Ookla’da dal analisti olarak misyon yapan Luke Kehoe, Polotico’ya yaptığı açıklamada, uydu temasının, açık gökyüzü ve yörüngeye yakınlık sayesinde havayolları için âlâ çalıştığını lakin bunun “müthiş bir çözüm” olmadığını, daha fazla genel ilişki karışımına bir katkı olduğunu söyleedi ve “Odak noktasının büyük kısmı trene sinyal ulaştırmak üzerine, lakin trenin etrafında sinyal ulaştırmayı unuttular” diye ekledi.

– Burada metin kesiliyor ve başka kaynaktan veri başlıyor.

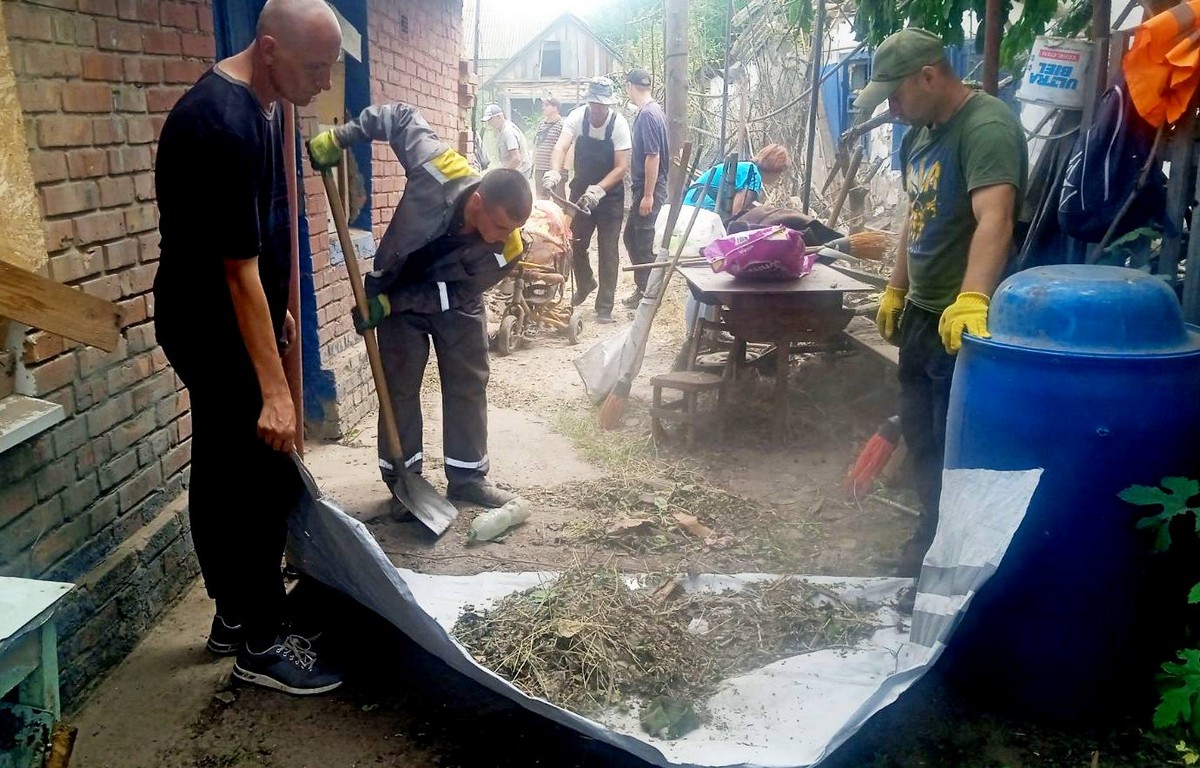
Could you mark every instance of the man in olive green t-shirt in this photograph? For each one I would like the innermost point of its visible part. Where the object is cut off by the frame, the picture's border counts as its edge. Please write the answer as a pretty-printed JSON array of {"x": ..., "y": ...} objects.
[{"x": 964, "y": 169}]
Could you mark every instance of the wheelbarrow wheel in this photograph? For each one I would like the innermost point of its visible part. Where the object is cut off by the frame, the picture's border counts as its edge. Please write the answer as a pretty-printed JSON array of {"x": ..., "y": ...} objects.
[
  {"x": 575, "y": 328},
  {"x": 505, "y": 337}
]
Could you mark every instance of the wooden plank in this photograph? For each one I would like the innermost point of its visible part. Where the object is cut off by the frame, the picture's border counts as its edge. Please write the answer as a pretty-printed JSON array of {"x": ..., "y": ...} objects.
[
  {"x": 22, "y": 418},
  {"x": 51, "y": 306}
]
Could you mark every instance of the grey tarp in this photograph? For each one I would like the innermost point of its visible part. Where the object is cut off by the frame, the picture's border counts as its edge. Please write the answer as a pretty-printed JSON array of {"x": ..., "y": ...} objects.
[{"x": 791, "y": 713}]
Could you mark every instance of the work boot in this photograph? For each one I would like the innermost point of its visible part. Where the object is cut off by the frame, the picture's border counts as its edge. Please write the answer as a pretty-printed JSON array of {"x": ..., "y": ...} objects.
[
  {"x": 225, "y": 640},
  {"x": 289, "y": 665},
  {"x": 481, "y": 493},
  {"x": 582, "y": 291}
]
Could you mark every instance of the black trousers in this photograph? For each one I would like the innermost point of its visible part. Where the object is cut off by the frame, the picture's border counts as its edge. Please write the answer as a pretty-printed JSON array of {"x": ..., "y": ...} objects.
[
  {"x": 640, "y": 232},
  {"x": 241, "y": 491},
  {"x": 605, "y": 222},
  {"x": 460, "y": 339},
  {"x": 925, "y": 373}
]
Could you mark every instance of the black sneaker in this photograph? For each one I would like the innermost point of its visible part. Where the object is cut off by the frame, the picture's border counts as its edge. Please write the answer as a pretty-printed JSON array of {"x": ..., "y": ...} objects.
[
  {"x": 225, "y": 640},
  {"x": 481, "y": 493},
  {"x": 289, "y": 665},
  {"x": 582, "y": 291}
]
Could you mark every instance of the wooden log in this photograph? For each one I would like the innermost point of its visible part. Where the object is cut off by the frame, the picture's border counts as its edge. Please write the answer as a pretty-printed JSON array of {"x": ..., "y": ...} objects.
[{"x": 43, "y": 304}]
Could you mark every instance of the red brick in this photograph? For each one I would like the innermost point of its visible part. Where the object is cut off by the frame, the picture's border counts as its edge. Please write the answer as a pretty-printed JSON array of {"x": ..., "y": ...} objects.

TÜRKİYE’DEKİ YHT’LERDE DURUM
Türkiye YHT’lerinde (Siemens Velaro TR ve CAF setleri) iç sinyal tekrarlayıcı sistemi yok. Sinyal kalitesi büyük ölçüde, vagon kapılarından yahut zayıf noktalardan içeri sızan radyo dalgalarına bağlı. Bu yüzden tünellerde, kırsalda ve yüksek süratli seyirde taşınabilir internet birden fazla vakit kopuyor. TCDD’nin bugüne kadar resmi olarak “radyo sinyali geçirgen tasarım” açıklaması olmadı; daha çok Wi-Fi sistemi eklenmesi planlarından bahsedildi, fakat bu da hudutlu kaldı.
VAGONLAR
HT vagonlarının gövdeleri ekseriyetle alüminyum alaşım yahut çelik panellerden yapılır. Metal yüzeyler, radyo frekanslarını (özellikle 4G/5G sinyallerini) önemli biçimde zayıflatıyor. Bu tesir “Faraday kafesi” tesiri olarak biliniyor. Pencerelerde çağdaş tren camlarında çoklukla ısı yalıtımı ve güneş denetimi için metal oksit kaplama (Low-E) bulunuyor. Bu kaplama, radyo dalgalarını da yansıtarak içeri girişini zorlaştırıyor. Bu iki tesir birleşince, vagon içindeki cep telefonu sinyali dışarıdan direkt çok zayıf giriyor.